Il gigante continua a parlare e alla fine concludiamo l’accordo: gli metto in mano una busta con duemila e cinquecento euro e in cambio lui me ne dà un’altra con dentro il mio nuovo nome, una bella carta d’identità marchiata Municipalité de Marseille e una patente nuova di zecca.
«Allora ciao, Fabrizio», mi congeda.
Dovrò abituarmi in fretta a sentire quel nome, “Fabrizio”.
«Come Ravanelli!», ridacchia Walid, mentre ci incamminiamo verso la stazione della metro.
Non ricordavo nemmeno che Ravanelli avesse giocato qui, e invece non solo lo fece per due anni e mezzo, ma diventò persino un idolo della tifoseria tanto da essere ancora ricordato, un paio di decenni dopo, con immutato affetto.
«Le simulateur», mi racconta. Socchiude gli occhi, sembra quasi sognante, prima di riprendere a parlare. «Novembre 1997, avevo nove anni: la prima volta al Velodrome. Ravanelli corre con il pallone, entra in area, il difensore gli corre dietro, la palla si… allonger, allunga un po’ e lui BOOM, au sol. Rigore. Blanc prende il pallone, tutti i parigini di merda attorno all’arbitro. Blanc segna. Vinciamo 2-1, e il giorno dopo mio padre torna a casa con una maglietta per me»
«Quella di Ravanelli?»
«Oui, la numero 11»
Sorride, sembra quasi essere tornato quel bambino che assaggiava lo stadio per la prima volta.

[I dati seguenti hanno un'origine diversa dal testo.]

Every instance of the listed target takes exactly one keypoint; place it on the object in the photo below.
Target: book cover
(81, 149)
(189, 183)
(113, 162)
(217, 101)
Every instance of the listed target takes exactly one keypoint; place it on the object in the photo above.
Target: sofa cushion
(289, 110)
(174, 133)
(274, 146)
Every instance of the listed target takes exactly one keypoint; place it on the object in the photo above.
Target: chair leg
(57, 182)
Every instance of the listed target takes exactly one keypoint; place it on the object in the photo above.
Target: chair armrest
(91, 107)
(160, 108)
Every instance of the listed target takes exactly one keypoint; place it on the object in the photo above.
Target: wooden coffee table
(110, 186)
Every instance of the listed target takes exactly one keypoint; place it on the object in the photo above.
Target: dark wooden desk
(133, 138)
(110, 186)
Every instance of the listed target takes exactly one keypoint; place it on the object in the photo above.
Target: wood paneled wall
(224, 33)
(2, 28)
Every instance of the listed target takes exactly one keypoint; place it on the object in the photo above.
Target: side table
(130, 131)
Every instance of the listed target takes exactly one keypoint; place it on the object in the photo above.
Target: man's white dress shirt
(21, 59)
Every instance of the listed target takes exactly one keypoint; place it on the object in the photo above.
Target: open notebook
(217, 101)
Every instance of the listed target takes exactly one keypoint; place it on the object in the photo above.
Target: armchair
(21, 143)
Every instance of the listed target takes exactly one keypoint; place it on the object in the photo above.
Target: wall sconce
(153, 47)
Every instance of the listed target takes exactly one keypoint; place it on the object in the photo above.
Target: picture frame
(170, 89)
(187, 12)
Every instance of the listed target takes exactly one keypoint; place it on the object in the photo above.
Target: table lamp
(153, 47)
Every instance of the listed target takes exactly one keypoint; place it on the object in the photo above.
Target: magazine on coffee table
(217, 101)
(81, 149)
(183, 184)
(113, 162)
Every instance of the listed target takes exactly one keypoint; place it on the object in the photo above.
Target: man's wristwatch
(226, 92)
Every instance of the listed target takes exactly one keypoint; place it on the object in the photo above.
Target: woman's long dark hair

«Ci furono… come dite voi, controverses, controversìa, per tutto l’anno a causa di quel rigore… Che annata. Sai, per noi che siamo nati qui l’OM è tutto: è fedeltà, è appartenenza, è représentation, rappresentazione di quello che siamo. Francesi, ma fino ad un certo punto. Francesi, ma figli e fratelli del mondo, arabi, marocchini, algerini, ma anche europei, italiani, corsi, spagnoli, sardi. Tu me comprends? Arrivando in città, su uno dei ponti sotto cui si passa venendo dall’aeroporto, c’è scritto “bienvenue dans le sud». Perché questa non è Francia, questo è il Sud della Francia: tutta un’altra cosa»
Prosegue a parlare di come Ravanelli, con quella simulazione, abbia fottuto la Francia intera, la Francia vera, quella del Nord, di come quel rigore abbia rappresentato il loro riscatto dopo la squalifica comminata alla società nei primi anni ’90, quelli della presidenza di Bernard Tapie, quelli dell’unica, fino ad oggi, Champions League vinta da una squadra transalpina. Prosegue e non smette, ma io non lo ascolto più. Siamo su un vagone della metropolitana diretto al Vieux Port e sento il sangue salirmi alle tempie, come un flash sparato dentro agli occhi.
Il viso di Anna. Anna che canta, uno di quei vecchi pezzi jazz che le piacciono tanto. Etta James o Nina Simone. Le vene del collo, ingrossate per fare uscire la voce. Le Supremes. “Baby love, my baby love, I need you, oh how I need you”. Quel collo abbronzato e magro, sottile come il suo sguardo che mi scalfiva la pelle. Un collo che ti veniva voglia di baciare per giorni interi, lì, tra l’orecchio e la mascella. Di accarezzare in punta di labbra, solo per poter sentire la morbidezza della pelle, il suo profumo. La sua voce da Ella Fitzgerald. “Baby, it’s cold outside, I’ve got to go away”. Come potrei mai odiarla, una così? È vero, non ha mai risposto a quel messaggio che le mandai la prima notte a Marsiglia e di lei non ho alcuna notizia da due mesi, ma no, odiare qualcuno che si è amato così tanto non è pensabile, per me. Si è amato o si ama ancora? Forse, si amerà per sempre. Un po’ come Walid, quasi trent’anni dopo, ama ancora Ravanelli per quel rigore che non avrebbe dovuto esserci.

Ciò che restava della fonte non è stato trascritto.